Pepper, Elevon and friends: Will we be nursed by robots in the future?

21 March 2019

Demographic changes are being felt more acutely in nursing care than in almost any other area. While the number of people in need of care is growing, older nurses in particular are often taking early retirement due to the high levels of stress involved in its provision. One idea for the future is to use electronic nursing assistants to counteract the acute shortage of trained staff.

Deep down in bowels of the Cologne University hospital, they are already bustling around. 91 robots are whirring through the 6 km-long system of under­ground corridors and hallways that connect the clinic buildings.

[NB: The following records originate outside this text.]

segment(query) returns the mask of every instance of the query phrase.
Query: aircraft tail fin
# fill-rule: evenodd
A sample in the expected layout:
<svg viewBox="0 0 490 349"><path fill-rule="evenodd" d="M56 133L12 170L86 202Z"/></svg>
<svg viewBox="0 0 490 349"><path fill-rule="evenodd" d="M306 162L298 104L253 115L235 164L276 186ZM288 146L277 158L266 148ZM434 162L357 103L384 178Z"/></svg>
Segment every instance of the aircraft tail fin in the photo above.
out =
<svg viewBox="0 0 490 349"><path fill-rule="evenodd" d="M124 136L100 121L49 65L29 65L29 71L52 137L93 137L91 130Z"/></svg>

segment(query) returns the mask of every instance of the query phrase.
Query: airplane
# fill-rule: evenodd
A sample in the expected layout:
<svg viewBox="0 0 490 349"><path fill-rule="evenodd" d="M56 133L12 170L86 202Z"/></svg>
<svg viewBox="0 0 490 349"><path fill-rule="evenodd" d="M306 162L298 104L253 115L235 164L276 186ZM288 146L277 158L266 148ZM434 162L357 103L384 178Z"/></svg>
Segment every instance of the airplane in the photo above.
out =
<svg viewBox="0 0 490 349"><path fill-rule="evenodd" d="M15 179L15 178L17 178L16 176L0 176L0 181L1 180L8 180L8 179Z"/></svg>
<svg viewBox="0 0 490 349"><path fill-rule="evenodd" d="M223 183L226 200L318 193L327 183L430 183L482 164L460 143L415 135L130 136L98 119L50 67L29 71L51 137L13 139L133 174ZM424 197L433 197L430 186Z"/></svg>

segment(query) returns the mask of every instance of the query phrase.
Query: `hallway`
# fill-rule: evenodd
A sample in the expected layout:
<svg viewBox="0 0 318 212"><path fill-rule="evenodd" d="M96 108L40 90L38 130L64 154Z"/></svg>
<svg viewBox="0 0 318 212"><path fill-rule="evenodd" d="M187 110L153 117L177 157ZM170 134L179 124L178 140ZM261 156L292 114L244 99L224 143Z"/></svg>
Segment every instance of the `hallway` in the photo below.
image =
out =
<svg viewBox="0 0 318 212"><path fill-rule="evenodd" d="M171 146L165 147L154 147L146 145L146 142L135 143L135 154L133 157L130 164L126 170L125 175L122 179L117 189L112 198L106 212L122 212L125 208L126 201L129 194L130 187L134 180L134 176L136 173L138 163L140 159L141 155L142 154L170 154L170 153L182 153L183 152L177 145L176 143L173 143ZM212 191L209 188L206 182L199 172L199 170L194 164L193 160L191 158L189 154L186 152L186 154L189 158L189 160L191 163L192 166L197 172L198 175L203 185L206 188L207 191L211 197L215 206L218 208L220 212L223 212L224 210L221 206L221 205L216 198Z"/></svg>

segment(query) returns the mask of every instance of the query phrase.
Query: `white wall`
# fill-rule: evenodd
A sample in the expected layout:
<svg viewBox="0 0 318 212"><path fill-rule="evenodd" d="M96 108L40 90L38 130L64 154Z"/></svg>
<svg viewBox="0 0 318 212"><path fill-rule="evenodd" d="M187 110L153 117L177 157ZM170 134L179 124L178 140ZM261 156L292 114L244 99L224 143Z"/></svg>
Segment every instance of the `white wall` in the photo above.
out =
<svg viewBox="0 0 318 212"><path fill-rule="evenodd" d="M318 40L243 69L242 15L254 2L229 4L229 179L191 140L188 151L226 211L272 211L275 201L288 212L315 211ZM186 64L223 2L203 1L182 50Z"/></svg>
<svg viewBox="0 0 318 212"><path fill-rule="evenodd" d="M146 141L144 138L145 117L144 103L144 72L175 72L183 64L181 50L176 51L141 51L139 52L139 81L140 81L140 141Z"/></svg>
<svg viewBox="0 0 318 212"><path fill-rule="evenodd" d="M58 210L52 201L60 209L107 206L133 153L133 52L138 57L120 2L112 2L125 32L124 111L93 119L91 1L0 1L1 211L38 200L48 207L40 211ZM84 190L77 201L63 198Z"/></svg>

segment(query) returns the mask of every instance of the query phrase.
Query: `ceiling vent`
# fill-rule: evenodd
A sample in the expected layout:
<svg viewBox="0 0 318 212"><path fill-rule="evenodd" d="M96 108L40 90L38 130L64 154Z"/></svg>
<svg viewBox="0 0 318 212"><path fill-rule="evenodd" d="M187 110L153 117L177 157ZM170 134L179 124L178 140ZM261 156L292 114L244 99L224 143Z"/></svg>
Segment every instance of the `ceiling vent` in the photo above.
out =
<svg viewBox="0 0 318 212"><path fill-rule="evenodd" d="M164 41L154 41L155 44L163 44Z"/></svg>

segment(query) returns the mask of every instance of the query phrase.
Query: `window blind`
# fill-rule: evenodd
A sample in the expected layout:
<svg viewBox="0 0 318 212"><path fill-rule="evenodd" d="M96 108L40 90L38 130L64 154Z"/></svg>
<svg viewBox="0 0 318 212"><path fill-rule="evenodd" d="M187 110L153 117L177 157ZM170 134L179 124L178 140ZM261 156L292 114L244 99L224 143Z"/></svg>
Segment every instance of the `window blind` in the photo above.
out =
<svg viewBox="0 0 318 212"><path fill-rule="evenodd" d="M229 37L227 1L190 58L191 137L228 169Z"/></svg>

The flat robotic carts were originally developed for industrial logistics. In the Cologne University hospital, they are ferrying about wheeled containers which contain such items as food or clothes for the patients. On anything up to 3,000 daily journeys, which are controlled by a central computer system, they follow fixed routes which they navigate using sensors. In the Jena University hospital or Krankenhaus Nord in Vienna battery-operated logistics robots are also carrying food and materials from A to B - unnoticed by patients or visitors. However, visitors to, and potentially also the residents of, care homes for the elderly might soon be in daily contact with robots. This is for very pragmatic reasons.

Using robots in the fight against the crisis in nursing care

According to calculations of the German government, in 2017 there was a short­fall of some 35,000 nurses in German hospitals and old people’s homes. The situation in care for the elderly is especially dramatic: Only 21 unemployed professionals were appointed to fill a total of 100 vacancies. This is a problem that is being further aggravated by demo­graphic change: By 2025, the Federal Statistical Office predicts that there will be a short­fall of 200,000 nurses. In a study, the Bertelsmann Stiftung raises the possibility of 430,000 vacancies by 2030. The idea for the future is to use electronic nursing assistants to help counter­act the shortage of trained staff. In Japan, where birth rates are particularly low compared with other industrialised countries and the number of retirees is higher than average, experiments with robots have been conducted in the nursing care sector for years. The German Ministry for Education and Research is also set on exploring the potential for robots in nursing care and is subsidising pilot projects in this area to the tune of 20 million Euros.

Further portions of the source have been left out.